|Artillery Officer's Hat Insignia||Artillery Officer's Cap Insignia|
Artillery officers wore a crossed cannon insignia on their headgear. These were generally embroidered but in some cases were stamped brass with a false embroidered appearance. These were generally embroidered on an oval of black velvet with a border of Jaceron wire. The embroidered crossed cannons were hand made and the originals come in countless variations. Enlisted men wore a larger stamped brass crossed cannon insignia.
The crossed cannon insignia was first used by U.S. Army officers on shakos or caps in 1832. It has remained in use with various modifications since as a branch insignia for artillery. Branch insignia were replaced on officers' caps by an eagle (Great Seal of the United States) beginning in 1895. Since 1917 branch insignia were no longer used as insignia on headgear by any category of troops, but continued in use as collar or lapel insignia.

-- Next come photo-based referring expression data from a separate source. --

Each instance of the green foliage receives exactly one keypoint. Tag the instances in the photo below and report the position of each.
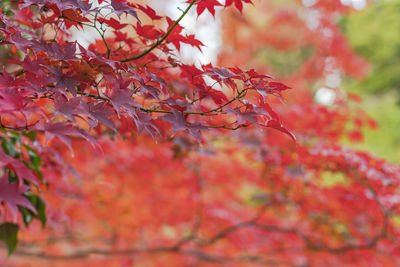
(374, 34)
(8, 234)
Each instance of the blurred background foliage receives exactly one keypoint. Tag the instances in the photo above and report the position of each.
(374, 33)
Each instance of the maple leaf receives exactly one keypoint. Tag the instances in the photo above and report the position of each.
(143, 121)
(100, 112)
(148, 11)
(147, 31)
(278, 126)
(238, 3)
(63, 131)
(122, 99)
(120, 7)
(113, 23)
(69, 107)
(207, 4)
(20, 169)
(179, 123)
(12, 195)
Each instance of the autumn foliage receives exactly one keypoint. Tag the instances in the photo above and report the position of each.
(119, 153)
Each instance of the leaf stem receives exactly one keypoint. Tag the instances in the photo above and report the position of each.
(163, 38)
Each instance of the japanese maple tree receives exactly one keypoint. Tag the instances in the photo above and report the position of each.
(174, 164)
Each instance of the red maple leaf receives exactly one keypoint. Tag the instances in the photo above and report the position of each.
(12, 196)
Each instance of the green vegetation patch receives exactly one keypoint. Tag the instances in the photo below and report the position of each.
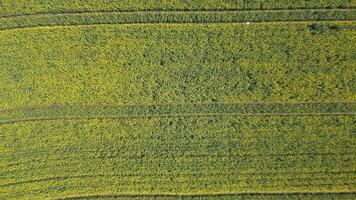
(25, 7)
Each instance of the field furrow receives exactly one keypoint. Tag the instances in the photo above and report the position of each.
(153, 17)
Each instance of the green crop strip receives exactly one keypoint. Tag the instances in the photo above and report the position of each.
(259, 154)
(71, 19)
(28, 7)
(175, 110)
(163, 99)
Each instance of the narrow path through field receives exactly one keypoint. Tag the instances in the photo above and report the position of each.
(177, 17)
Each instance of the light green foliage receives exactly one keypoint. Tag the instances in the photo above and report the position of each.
(20, 7)
(189, 155)
(140, 64)
(175, 103)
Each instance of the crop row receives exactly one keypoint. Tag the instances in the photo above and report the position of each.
(193, 155)
(177, 63)
(176, 17)
(175, 110)
(23, 7)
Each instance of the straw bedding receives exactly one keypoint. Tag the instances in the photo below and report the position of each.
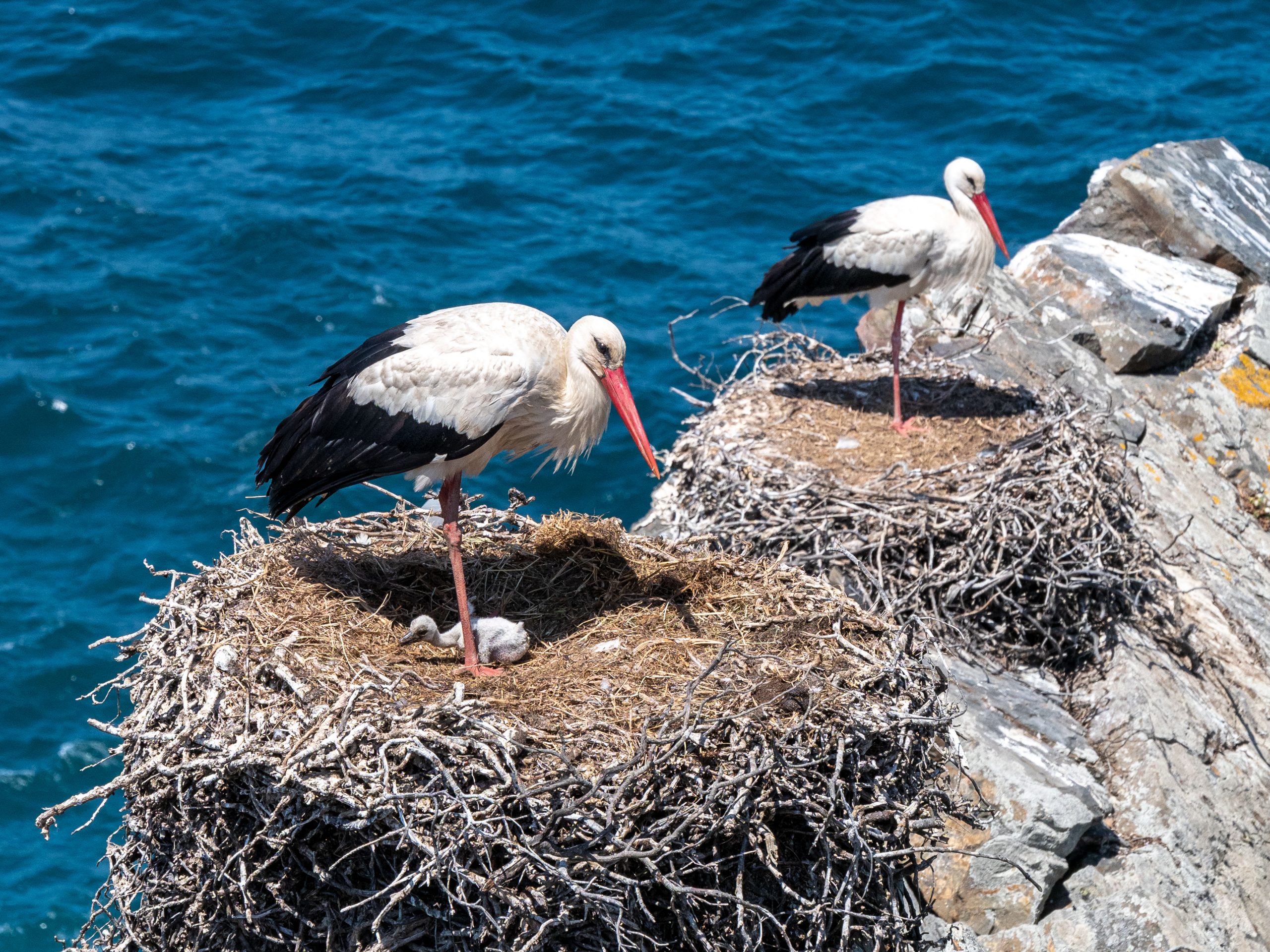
(700, 752)
(1008, 525)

During the Civil War crossed cannon were worn on the front of the Jeff Davis (Hardee) Hat and on the front or top of the kepi (forage cap). There is a great deal of individual variation in the appearance of these. In some cases the battery or regimental number was worn incorporated into the device. A small circle at the intersection of the cannon tubes allowed for this. Crossed cannons were used by both light and heavy artillery units as an insignia.